Monday, October 08, 2012

One Idea at a Time

I wrote another stand-alone page recently called "27 Minutes". Added to "40 Paragraphs" and "16 Weeks", a nice set of a not-quite-arbitrary proportions to guide your scholarly writing is emerging. You can read these pages by following the links in the sidebar on the right.

I say "not-quite-arbitrary" because these guidelines are supposed to feel at least a little arbitrary. They constitute an order you can impose on your writing process no matter what you are writing about and no matter how the work is going intellectually. If you're struggling with your ideas, you will now be struggling with your ideas 27 minutes at a time, working on 1/40th of the problem, as part of a 16-week program (divided into two 8-week periods). This allows you to appreciate your finitude, and the finitude of your writing problem.

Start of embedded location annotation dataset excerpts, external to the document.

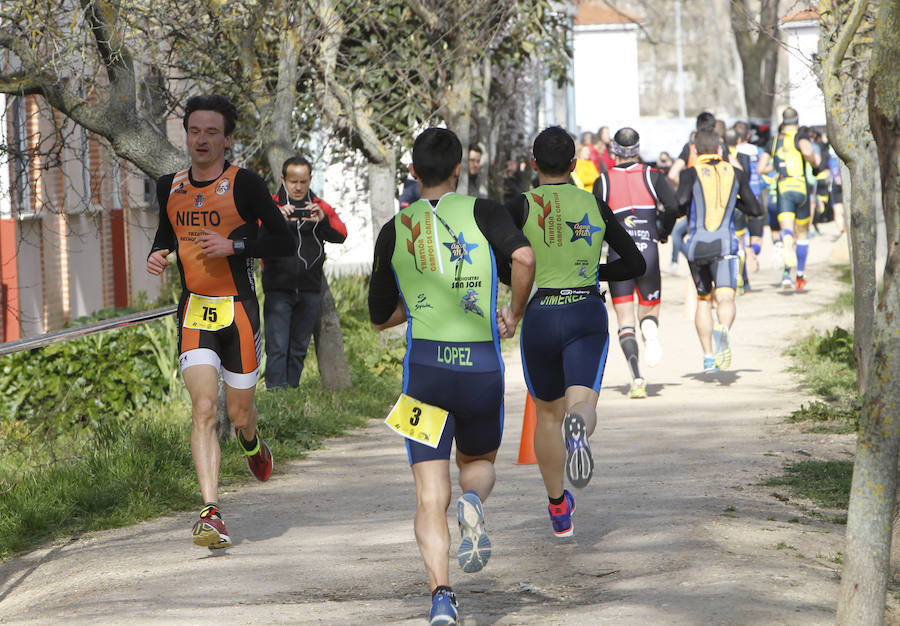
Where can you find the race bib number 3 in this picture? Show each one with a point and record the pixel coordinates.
(205, 313)
(417, 421)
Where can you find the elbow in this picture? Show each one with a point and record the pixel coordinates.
(524, 257)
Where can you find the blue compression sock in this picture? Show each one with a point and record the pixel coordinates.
(802, 253)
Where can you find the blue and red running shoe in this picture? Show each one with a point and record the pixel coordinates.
(561, 515)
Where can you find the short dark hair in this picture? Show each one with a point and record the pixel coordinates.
(731, 137)
(706, 121)
(707, 141)
(436, 153)
(212, 102)
(626, 136)
(294, 161)
(554, 150)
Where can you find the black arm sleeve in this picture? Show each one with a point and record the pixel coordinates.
(632, 263)
(746, 202)
(253, 201)
(498, 226)
(667, 199)
(685, 190)
(384, 294)
(165, 234)
(517, 208)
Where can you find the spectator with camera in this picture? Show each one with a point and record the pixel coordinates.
(293, 285)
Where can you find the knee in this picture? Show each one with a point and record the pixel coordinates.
(203, 409)
(240, 416)
(432, 501)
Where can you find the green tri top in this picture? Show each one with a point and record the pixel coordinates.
(445, 271)
(565, 229)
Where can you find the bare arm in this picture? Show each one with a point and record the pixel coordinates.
(396, 318)
(508, 317)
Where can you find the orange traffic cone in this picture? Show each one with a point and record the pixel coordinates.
(526, 446)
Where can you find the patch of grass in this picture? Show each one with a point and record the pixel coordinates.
(130, 470)
(827, 483)
(827, 367)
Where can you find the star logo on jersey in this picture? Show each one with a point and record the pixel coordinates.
(583, 229)
(460, 249)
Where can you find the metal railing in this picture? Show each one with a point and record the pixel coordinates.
(86, 329)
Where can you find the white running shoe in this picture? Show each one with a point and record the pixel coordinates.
(778, 256)
(652, 347)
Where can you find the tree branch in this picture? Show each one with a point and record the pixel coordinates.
(847, 34)
(423, 13)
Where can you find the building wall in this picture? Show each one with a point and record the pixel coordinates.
(83, 224)
(605, 75)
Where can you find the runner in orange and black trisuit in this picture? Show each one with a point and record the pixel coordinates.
(633, 191)
(209, 215)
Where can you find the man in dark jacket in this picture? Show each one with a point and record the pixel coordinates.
(293, 285)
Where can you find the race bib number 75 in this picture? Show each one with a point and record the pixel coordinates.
(417, 421)
(207, 313)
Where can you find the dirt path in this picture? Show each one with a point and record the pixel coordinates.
(675, 527)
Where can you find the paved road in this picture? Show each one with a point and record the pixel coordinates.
(674, 529)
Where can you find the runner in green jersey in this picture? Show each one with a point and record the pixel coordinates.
(564, 331)
(436, 265)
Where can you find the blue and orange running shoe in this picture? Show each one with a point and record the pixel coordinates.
(561, 515)
(444, 609)
(475, 547)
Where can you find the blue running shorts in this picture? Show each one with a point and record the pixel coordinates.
(465, 379)
(565, 338)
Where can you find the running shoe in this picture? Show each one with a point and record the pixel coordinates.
(209, 531)
(789, 252)
(778, 256)
(723, 351)
(561, 515)
(652, 347)
(444, 609)
(579, 462)
(638, 389)
(786, 282)
(259, 459)
(475, 547)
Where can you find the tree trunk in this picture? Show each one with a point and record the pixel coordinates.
(873, 488)
(845, 82)
(333, 368)
(382, 192)
(759, 54)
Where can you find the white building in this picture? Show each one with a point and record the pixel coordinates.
(605, 56)
(801, 38)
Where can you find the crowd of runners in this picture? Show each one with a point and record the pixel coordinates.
(588, 228)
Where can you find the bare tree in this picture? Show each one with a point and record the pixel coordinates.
(756, 36)
(859, 69)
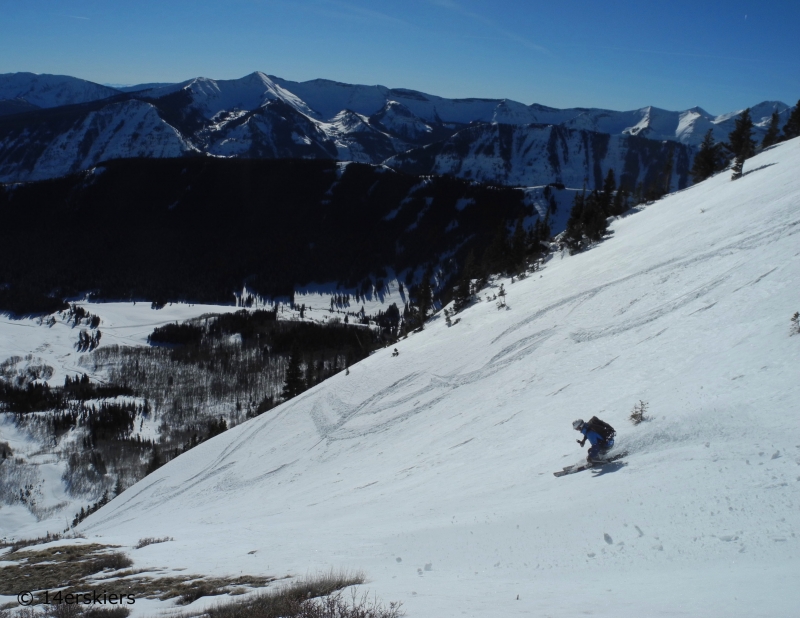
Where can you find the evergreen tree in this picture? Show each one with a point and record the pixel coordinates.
(741, 142)
(607, 197)
(462, 294)
(496, 256)
(294, 384)
(425, 300)
(707, 161)
(666, 173)
(772, 133)
(792, 127)
(517, 248)
(573, 235)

We might also say that this approach allows you to work on your writing one idea at a time. By "idea" here I mean that which is expressed in a single true sentence supported by a paragraph. It is something you know. You can work on an idea as many times as you like, as long as you do it for 27 minutes and then stop. After a three-minute break, you move on to another idea, or you stop writing for the day.

On my approach, you can work on any given idea as many times as you like, not as long as you like. Don't spend an entire day, or (as some people do) several days, vaguely trying to think "something" through. Sit down every day for 27 minutes and write something down. In some exceptional circumstances, you might sit down every day for a week and work on the same idea, writing the same paragraph five times. But this should happen only near the completion of the paper, when you know that this paragraph is the one that needs the work.

That is, you can write a paragraph as a many times as you like, but not as often as you like. As a general rule, try to work on each of the forty paragraphs once before you work on any of them twice. (An exception here can be the introductory and concluding paragraphs, which you might return to once after having written, say, half the paper.) Then decide which ones to work on again. And then work through that list before you get hung up on any one idea/paragraph. This keeps your process "flowing", rather than getting stuck.

If you are left with a single paragraph to work over again and again, I recommend doing it only once a day. You'll find sleeping helps solve the problem. You may as well sleep between each attempt.